Overall, the Health Cooperatives experience in our study has some features and advantages as follows:

  1. It is a public private partnership model through contracting

  2. A partial government withdrawal from direct service provision frees up not only some staff resources directly engaged in service delivery but also decreases the logistic problems tolerated by district health center responsible for supporting peripheral health centers.

  3. A mobilization of resources takes place.

  4. Supervision and information management gets easier

  5. Switching from a time oriented payment system into an output oriented payment can decrease the waste of resources.

  6. Contrary to many European health cooperatives, in Iran's experience a considerable variety of health personnel with different types of skills work together not just physicians or nurses.

  7. In our experience the health services transferred to Cooperatives is focused mostly on preventive health care.

  8. Although some preventive health services like vaccination are being accomplished by private sector in many countries, but in Iran's experience health services delivered to cooperatives are to be provided in an integrated form and each cooperative is responsible for providing all given preventive health needs of a family covered by that cooperative such as family planning, planned child cares, maternal cares, health education, vaccination and so on.

  9. As each Health Cooperative is responsible for providing health services to a given local population based on a contract and is responsible for preventive health needs of that population, this can be considered a form of decentralization.

  10. Cooperatives can solely be asked to contract health service delivery of predetermined populations which enables the government for prioritizing.

  11. The subsidizing and payment system in our experience is different from a fixed subsidization and per capita payment in that amount of payment can differ depending on quality of services as evaluated periodically by provincial health department. Management process inside each cooperative can be quite effective because of two reasons: first that Health Cooperatives are not large scaled and have small number of personnel, and second that all of the personnel in a Health Cooperative are responsible for their practice that directly affects their income by improving the quality of their service.

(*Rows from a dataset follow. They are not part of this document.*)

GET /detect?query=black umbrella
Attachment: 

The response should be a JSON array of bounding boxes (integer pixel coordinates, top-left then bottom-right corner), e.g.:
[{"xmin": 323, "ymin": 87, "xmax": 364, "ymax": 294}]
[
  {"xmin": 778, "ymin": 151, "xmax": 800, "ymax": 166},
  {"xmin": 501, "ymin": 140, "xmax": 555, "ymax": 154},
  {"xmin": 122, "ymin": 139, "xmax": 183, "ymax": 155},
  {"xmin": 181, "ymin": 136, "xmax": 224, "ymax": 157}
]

Limitations and strengths of the study

As the CHCs were pre-established and researchers had no option in allocating areas, no random assignment was possible to be conducted and study has the common limitations of observational studies like many other healthcare investigations. However, as matching controls were chosen for them to decrease the amount of possible systematic error and effect of a major cofounder, we assume the results of the study reasonably robust. Another limitation of the study was the unavailability of trends for this design which demands the repetition of the study or best to use a longitudinal design. However considering the exceptional specificities of this experience and the fact that these CHCs were the first established CHCs in Iran, the findings of the study seem to be of appropriate value for the researchers and healthcare policy makers. Another point of strength in this study was that given the consistent outcomes, the vast range of effect measurements improves the validity of results.

Conclusion

Cooperatives sector may perform not only as well as public sector in meeting the standards of the different health care programs but also functions better in some areas. This can be assumed as an achievement for the policy of transferring the health services to CHCs along with ongoing governmental supervision to be a successful public-private partnership model. But the design limitations should alert the reader to be cautious in interpreting the findings. We believe research needs to be continued in this setting.

Acknowledgments

We are grateful to WHO Eastern Mediterranean Region Office, especially to Dr. Mobasher, then WHO representative in Iran for financial and scientific support. We also thank Iranian National Management and Planning Organization and Ministry of Cooperatives for their collaboration. The authors declare that there is no conflict of interests.